Let's not forget too that this is double tax hit for these small business owners. The company will also pay corporation tax on the profits before they are distributed as dividends. I can't help thinking that this is a way of raising revenue from a group who as a rule tend not to protest but roll their sleeves up and get on with it. A classic 'stealth tax' where a small group will be seriously affected but unlike with tax credits, the people affected are, wrongly in my view, perceived to be wealthy, and will draw little public sympathy.
Drawing £40,000 net per annum is not untypical for many business owners. Personal drawings above this level are taxed at higher rate so are less attractive and in any event, many entrepreneurs want to retain any surpluses in their business, as contingency or to fund growth. In leaner times, many of those affected by this tax will have forgone any income at all in an attempt to sustain their businesses. The chancellor has now seen fit to impose a new tax on income from their 'risk' capital which will hit small business owners very hard.
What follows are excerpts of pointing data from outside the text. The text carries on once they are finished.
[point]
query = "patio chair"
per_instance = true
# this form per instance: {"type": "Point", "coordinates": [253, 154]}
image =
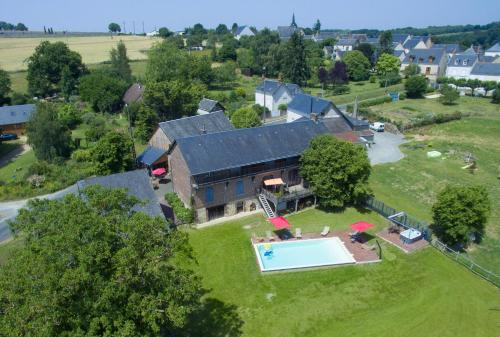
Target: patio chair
{"type": "Point", "coordinates": [298, 233]}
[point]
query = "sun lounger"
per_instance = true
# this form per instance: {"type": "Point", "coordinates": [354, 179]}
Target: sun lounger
{"type": "Point", "coordinates": [298, 233]}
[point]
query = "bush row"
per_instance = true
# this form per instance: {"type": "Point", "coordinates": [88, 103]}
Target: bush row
{"type": "Point", "coordinates": [184, 215]}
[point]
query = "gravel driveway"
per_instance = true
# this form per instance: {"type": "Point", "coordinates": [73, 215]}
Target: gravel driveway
{"type": "Point", "coordinates": [386, 148]}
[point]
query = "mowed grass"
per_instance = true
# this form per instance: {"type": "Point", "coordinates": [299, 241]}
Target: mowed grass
{"type": "Point", "coordinates": [411, 108]}
{"type": "Point", "coordinates": [94, 49]}
{"type": "Point", "coordinates": [420, 294]}
{"type": "Point", "coordinates": [413, 183]}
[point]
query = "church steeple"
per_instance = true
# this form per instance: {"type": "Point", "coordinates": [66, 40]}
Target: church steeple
{"type": "Point", "coordinates": [293, 21]}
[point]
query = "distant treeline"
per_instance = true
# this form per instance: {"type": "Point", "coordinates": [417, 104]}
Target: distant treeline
{"type": "Point", "coordinates": [465, 35]}
{"type": "Point", "coordinates": [9, 26]}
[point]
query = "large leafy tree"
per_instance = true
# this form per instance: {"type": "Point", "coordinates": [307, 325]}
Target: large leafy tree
{"type": "Point", "coordinates": [295, 66]}
{"type": "Point", "coordinates": [47, 134]}
{"type": "Point", "coordinates": [92, 266]}
{"type": "Point", "coordinates": [102, 90]}
{"type": "Point", "coordinates": [245, 118]}
{"type": "Point", "coordinates": [460, 212]}
{"type": "Point", "coordinates": [5, 88]}
{"type": "Point", "coordinates": [337, 170]}
{"type": "Point", "coordinates": [46, 65]}
{"type": "Point", "coordinates": [112, 153]}
{"type": "Point", "coordinates": [358, 66]}
{"type": "Point", "coordinates": [120, 62]}
{"type": "Point", "coordinates": [415, 86]}
{"type": "Point", "coordinates": [173, 99]}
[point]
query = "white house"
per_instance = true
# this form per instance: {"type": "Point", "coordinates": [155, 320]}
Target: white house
{"type": "Point", "coordinates": [486, 72]}
{"type": "Point", "coordinates": [243, 31]}
{"type": "Point", "coordinates": [493, 51]}
{"type": "Point", "coordinates": [432, 61]}
{"type": "Point", "coordinates": [461, 64]}
{"type": "Point", "coordinates": [346, 44]}
{"type": "Point", "coordinates": [272, 93]}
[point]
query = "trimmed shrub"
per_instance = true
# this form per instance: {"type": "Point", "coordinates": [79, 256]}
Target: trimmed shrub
{"type": "Point", "coordinates": [184, 215]}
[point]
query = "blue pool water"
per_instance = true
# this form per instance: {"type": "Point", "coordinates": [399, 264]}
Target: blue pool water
{"type": "Point", "coordinates": [302, 254]}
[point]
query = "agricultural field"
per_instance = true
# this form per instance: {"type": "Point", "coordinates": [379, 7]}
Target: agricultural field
{"type": "Point", "coordinates": [94, 49]}
{"type": "Point", "coordinates": [408, 109]}
{"type": "Point", "coordinates": [424, 293]}
{"type": "Point", "coordinates": [413, 183]}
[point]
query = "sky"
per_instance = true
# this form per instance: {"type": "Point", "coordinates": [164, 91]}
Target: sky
{"type": "Point", "coordinates": [95, 15]}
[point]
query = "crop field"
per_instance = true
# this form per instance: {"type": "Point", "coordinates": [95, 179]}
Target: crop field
{"type": "Point", "coordinates": [94, 49]}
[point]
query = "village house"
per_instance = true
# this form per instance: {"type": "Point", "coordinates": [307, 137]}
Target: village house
{"type": "Point", "coordinates": [207, 106]}
{"type": "Point", "coordinates": [432, 62]}
{"type": "Point", "coordinates": [461, 64]}
{"type": "Point", "coordinates": [155, 155]}
{"type": "Point", "coordinates": [486, 72]}
{"type": "Point", "coordinates": [13, 118]}
{"type": "Point", "coordinates": [272, 93]}
{"type": "Point", "coordinates": [243, 31]}
{"type": "Point", "coordinates": [494, 51]}
{"type": "Point", "coordinates": [229, 172]}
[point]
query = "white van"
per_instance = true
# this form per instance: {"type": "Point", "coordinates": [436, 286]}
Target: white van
{"type": "Point", "coordinates": [377, 126]}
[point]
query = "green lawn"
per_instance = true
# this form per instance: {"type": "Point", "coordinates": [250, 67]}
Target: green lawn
{"type": "Point", "coordinates": [413, 183]}
{"type": "Point", "coordinates": [411, 108]}
{"type": "Point", "coordinates": [421, 294]}
{"type": "Point", "coordinates": [362, 90]}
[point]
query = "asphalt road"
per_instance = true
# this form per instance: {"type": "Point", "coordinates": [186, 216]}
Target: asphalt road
{"type": "Point", "coordinates": [9, 209]}
{"type": "Point", "coordinates": [386, 148]}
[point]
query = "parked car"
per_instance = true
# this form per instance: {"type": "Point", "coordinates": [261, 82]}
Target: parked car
{"type": "Point", "coordinates": [8, 136]}
{"type": "Point", "coordinates": [377, 126]}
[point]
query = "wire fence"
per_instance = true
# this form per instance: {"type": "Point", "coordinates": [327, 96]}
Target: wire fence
{"type": "Point", "coordinates": [466, 262]}
{"type": "Point", "coordinates": [408, 221]}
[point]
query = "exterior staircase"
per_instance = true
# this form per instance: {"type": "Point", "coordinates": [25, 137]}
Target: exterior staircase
{"type": "Point", "coordinates": [265, 205]}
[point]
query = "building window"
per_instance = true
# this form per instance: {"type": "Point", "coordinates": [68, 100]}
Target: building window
{"type": "Point", "coordinates": [240, 187]}
{"type": "Point", "coordinates": [209, 194]}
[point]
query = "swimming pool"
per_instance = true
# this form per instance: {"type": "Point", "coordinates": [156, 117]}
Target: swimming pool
{"type": "Point", "coordinates": [302, 254]}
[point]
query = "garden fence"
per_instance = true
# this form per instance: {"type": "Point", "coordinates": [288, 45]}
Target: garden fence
{"type": "Point", "coordinates": [410, 222]}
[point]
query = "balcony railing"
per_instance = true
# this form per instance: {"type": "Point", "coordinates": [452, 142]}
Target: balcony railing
{"type": "Point", "coordinates": [292, 193]}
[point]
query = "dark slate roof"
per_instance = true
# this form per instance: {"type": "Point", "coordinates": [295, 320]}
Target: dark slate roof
{"type": "Point", "coordinates": [138, 185]}
{"type": "Point", "coordinates": [271, 86]}
{"type": "Point", "coordinates": [491, 69]}
{"type": "Point", "coordinates": [411, 43]}
{"type": "Point", "coordinates": [458, 60]}
{"type": "Point", "coordinates": [150, 155]}
{"type": "Point", "coordinates": [16, 114]}
{"type": "Point", "coordinates": [134, 93]}
{"type": "Point", "coordinates": [306, 104]}
{"type": "Point", "coordinates": [422, 56]}
{"type": "Point", "coordinates": [449, 48]}
{"type": "Point", "coordinates": [196, 125]}
{"type": "Point", "coordinates": [494, 48]}
{"type": "Point", "coordinates": [399, 38]}
{"type": "Point", "coordinates": [241, 147]}
{"type": "Point", "coordinates": [209, 105]}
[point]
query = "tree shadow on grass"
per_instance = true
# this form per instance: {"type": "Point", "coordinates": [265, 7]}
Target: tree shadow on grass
{"type": "Point", "coordinates": [214, 319]}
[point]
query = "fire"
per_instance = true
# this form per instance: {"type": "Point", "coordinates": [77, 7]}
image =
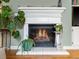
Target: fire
{"type": "Point", "coordinates": [42, 34]}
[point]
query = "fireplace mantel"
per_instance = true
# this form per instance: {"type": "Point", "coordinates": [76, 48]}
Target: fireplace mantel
{"type": "Point", "coordinates": [42, 15]}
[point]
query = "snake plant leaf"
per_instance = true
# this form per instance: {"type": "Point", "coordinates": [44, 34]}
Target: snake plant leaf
{"type": "Point", "coordinates": [20, 19]}
{"type": "Point", "coordinates": [6, 11]}
{"type": "Point", "coordinates": [16, 34]}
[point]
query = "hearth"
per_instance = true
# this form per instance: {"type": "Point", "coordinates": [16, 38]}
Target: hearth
{"type": "Point", "coordinates": [42, 34]}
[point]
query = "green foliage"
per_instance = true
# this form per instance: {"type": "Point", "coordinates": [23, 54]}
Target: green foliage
{"type": "Point", "coordinates": [11, 26]}
{"type": "Point", "coordinates": [5, 16]}
{"type": "Point", "coordinates": [6, 12]}
{"type": "Point", "coordinates": [20, 19]}
{"type": "Point", "coordinates": [16, 34]}
{"type": "Point", "coordinates": [6, 1]}
{"type": "Point", "coordinates": [58, 28]}
{"type": "Point", "coordinates": [27, 44]}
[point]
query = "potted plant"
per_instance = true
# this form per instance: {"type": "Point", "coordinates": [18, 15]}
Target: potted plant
{"type": "Point", "coordinates": [27, 44]}
{"type": "Point", "coordinates": [20, 19]}
{"type": "Point", "coordinates": [58, 28]}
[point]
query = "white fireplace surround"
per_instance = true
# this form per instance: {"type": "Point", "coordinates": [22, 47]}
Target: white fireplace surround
{"type": "Point", "coordinates": [42, 15]}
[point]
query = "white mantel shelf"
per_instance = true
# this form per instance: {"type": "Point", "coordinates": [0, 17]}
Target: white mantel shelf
{"type": "Point", "coordinates": [41, 8]}
{"type": "Point", "coordinates": [44, 51]}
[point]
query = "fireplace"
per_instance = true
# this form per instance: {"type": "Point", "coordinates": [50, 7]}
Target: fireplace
{"type": "Point", "coordinates": [39, 25]}
{"type": "Point", "coordinates": [42, 34]}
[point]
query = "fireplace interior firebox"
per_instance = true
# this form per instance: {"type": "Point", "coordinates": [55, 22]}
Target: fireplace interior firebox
{"type": "Point", "coordinates": [42, 34]}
This is one of those taxes where the effect is not immediate but I believe will have a material impact on the household incomes of small business owners and on their businesses, when it starts to bite. The tax starts in the next tax year 2016/17. It will be collected via personal tax returns and will not be payable until January 2018. As well as the dividend tax due, taxpayers will need to pay a further 50% 'on account' for tax year 2017/18. So it will perhaps be from Autumn 2017 to January 2018, as tax returns are finalised for the previous tax year, when some business owners will realise how much they are going to have to stump up.
If they have not already made provision for the tax or have savings to draw on, they will have a choice of tightening their household budgets or drawing more from their businesses to pay the tax. Either way, I believe a small, hard working, enterprising group, exactly the people the chancellor supposedly wants to help, have been targeted unfairly by this tax. The government will point to positive measures like the planned reduction in corporation tax rates and the increase in the employment allowance which underline there 'business friendly' credentials. For owners of smaller limited companies, with modest profits and no other employees, where these changes deliver less benefit or do not apply, they will not compensate for the adverse impact of the new dividend tax.
Our focus now as business advisors will be to help our clients plan for this new tax and to take steps to mitigate the impact where possible.
The summer budget received a broad thumbs up from small business groups when introduced earlier this year. Now that the dust has settled it is becoming clearer that for owners of the smallest limited companies, they will be significantly worse off as a result of the new dividend tax.